Eu não sou daqui, não posso simplesmente fazer planos de ir caçar com Vitório e sua família, depois que salvarmos o reino. Aqui, dentro do livro, não é meu lugar, e eu preciso voltar pra casa.

Já passei dos limites gostando da família da antiga Eloise, e fazendo amizade com Anastácia e sua tia. Não posso nutrir nenhum sentimento por esse caçador, sabendo que posso ir embora a qualquer momento, e que isso acabará com ambos.

Talvez eu esteja sendo precipitada, em pensar num futuro que pode nem acontecer, se eu ceder, mas é bom pensar sempre em todos os lados e ângulos. Minha mãe diria que é melhor prevenir do que remediar, e nesse caso não há remédio.

- Continuará a me ignorar? - ele pergunta pela manhã, enquanto arrumamos nossas coisas para voltar às buscas. - Me perdoe, eu não sabia que te ofenderia... Eu... Eu juro para a senhorita que não fiz por mal.

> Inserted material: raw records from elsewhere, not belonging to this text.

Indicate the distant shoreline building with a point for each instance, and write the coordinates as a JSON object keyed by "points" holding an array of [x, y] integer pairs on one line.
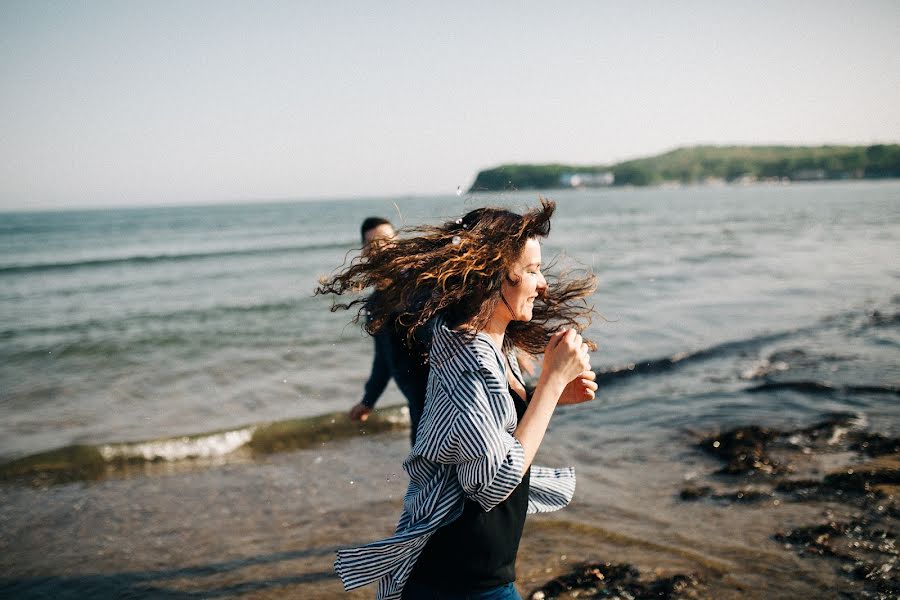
{"points": [[583, 180]]}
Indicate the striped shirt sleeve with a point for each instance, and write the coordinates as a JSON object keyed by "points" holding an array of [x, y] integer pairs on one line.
{"points": [[490, 461]]}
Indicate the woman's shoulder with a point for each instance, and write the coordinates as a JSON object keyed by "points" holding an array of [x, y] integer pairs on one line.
{"points": [[465, 350]]}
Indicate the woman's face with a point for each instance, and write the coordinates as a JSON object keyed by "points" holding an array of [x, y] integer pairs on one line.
{"points": [[527, 271]]}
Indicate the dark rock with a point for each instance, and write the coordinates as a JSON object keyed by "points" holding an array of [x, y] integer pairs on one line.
{"points": [[743, 450], [606, 580]]}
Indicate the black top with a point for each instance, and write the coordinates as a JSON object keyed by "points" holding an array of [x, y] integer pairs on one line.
{"points": [[478, 550]]}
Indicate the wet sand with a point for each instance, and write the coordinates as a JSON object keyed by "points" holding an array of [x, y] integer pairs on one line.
{"points": [[268, 527]]}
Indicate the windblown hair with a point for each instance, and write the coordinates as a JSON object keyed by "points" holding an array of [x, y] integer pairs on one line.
{"points": [[457, 269]]}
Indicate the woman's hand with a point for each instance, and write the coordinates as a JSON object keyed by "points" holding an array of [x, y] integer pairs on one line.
{"points": [[581, 389], [566, 357]]}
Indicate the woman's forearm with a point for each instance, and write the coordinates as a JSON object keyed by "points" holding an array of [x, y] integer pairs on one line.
{"points": [[534, 422]]}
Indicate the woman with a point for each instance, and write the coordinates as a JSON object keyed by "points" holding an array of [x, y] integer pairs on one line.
{"points": [[474, 292]]}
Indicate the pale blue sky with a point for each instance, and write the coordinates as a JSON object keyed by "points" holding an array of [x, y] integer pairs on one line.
{"points": [[129, 103]]}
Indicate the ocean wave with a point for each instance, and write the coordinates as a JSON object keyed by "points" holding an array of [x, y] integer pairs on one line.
{"points": [[664, 364], [37, 267], [90, 462], [821, 387]]}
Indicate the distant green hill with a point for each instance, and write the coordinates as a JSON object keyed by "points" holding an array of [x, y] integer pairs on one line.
{"points": [[698, 164]]}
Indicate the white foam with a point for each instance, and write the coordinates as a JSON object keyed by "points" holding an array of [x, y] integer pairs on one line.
{"points": [[217, 444]]}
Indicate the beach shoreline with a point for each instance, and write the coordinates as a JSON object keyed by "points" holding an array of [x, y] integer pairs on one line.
{"points": [[161, 536]]}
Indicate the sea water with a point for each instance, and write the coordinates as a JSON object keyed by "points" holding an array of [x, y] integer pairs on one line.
{"points": [[717, 306]]}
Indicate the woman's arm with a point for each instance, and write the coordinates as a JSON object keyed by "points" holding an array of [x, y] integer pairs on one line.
{"points": [[565, 358]]}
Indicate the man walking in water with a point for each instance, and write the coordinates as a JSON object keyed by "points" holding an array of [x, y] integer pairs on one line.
{"points": [[393, 359]]}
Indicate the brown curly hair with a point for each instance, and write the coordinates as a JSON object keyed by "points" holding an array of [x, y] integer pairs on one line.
{"points": [[457, 269]]}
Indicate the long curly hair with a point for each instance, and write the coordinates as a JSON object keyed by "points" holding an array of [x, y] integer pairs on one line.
{"points": [[457, 270]]}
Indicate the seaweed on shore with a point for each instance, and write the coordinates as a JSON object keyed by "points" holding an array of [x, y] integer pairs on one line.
{"points": [[864, 539], [866, 547], [607, 580]]}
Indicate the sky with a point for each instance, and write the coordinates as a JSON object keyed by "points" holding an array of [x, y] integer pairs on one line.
{"points": [[130, 103]]}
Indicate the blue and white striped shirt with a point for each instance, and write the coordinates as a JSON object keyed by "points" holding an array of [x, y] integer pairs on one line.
{"points": [[464, 449]]}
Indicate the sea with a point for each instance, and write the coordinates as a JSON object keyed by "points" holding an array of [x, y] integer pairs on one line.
{"points": [[164, 338]]}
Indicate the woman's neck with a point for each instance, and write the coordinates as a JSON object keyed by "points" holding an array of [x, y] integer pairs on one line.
{"points": [[496, 330]]}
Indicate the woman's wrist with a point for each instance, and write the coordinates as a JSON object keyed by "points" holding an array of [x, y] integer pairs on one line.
{"points": [[550, 384]]}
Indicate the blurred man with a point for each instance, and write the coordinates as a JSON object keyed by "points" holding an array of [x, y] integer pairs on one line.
{"points": [[393, 359]]}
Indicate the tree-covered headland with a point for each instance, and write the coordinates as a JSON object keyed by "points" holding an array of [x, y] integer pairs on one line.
{"points": [[703, 164]]}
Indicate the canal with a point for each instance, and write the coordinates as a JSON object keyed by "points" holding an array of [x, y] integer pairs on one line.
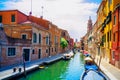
{"points": [[60, 70]]}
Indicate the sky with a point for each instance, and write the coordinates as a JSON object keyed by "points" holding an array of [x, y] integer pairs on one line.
{"points": [[71, 15]]}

- Aposto que o senhor beija todas as garotas do reino, sem a permissão delas, e depois diz que não foi por mal... - comento, com a intenção de o chatear.

- Não! - ele exclama. - Eu nunca faria isso, mas... Foi mais forte que eu, e... Eu não consegui me segurar. - semicerro os olhos e cruzo os braços. Ele volta a falar: - Talvez a senhorita seja uma fada? Eu fiquei encantando, como se estivesse preso num feitiço...

- Não sou uma bruxa.

- Eu disse fada, srta. Eloise...

- Eu não sou uma fada! -- Dou de ombros e começo a andar pelo caminho indicado anteriormente. - E não te enfeiticei. Pode pensar numa desculpa melhor, e que não me envolva como motivo da sua vontade.

- Não acredita em mim? - ele anda ao meu lado, me fitando com seus grandes olhos pretos.

- Como o senhor não acreditou, e creio que ainda não acredita, que quero ajudar à princesa e o reino.

- Não há comparação! Nesse reino desconfiamos de todos, mas... Eu juro que me senti enfeitiçado pela senhorita.

- O senhor já beijou outras moças, sr. Lund?

- N-não muitas...

- Não se sinta envergonhado, eu também era BV até ontem à noite. Mas, voltando ao foco do assunto, o que o senhor sentiu foi uma atração. O que eu acho normal, sabe? Eu sou uma garota, e você um homem, e estamos sozinhos nessa floresta há tempo demais, então...

- BV? Atração?

- BV significa boca virgem, um resumo para quem nunca beijou antes. - o olho pelo canto do olho e sorrio, achando graça de sua testa franzida, demonstrando sua confusão. - E eu estaria mentindo se negasse os sentimentos recíprocos que tive com relação a atração.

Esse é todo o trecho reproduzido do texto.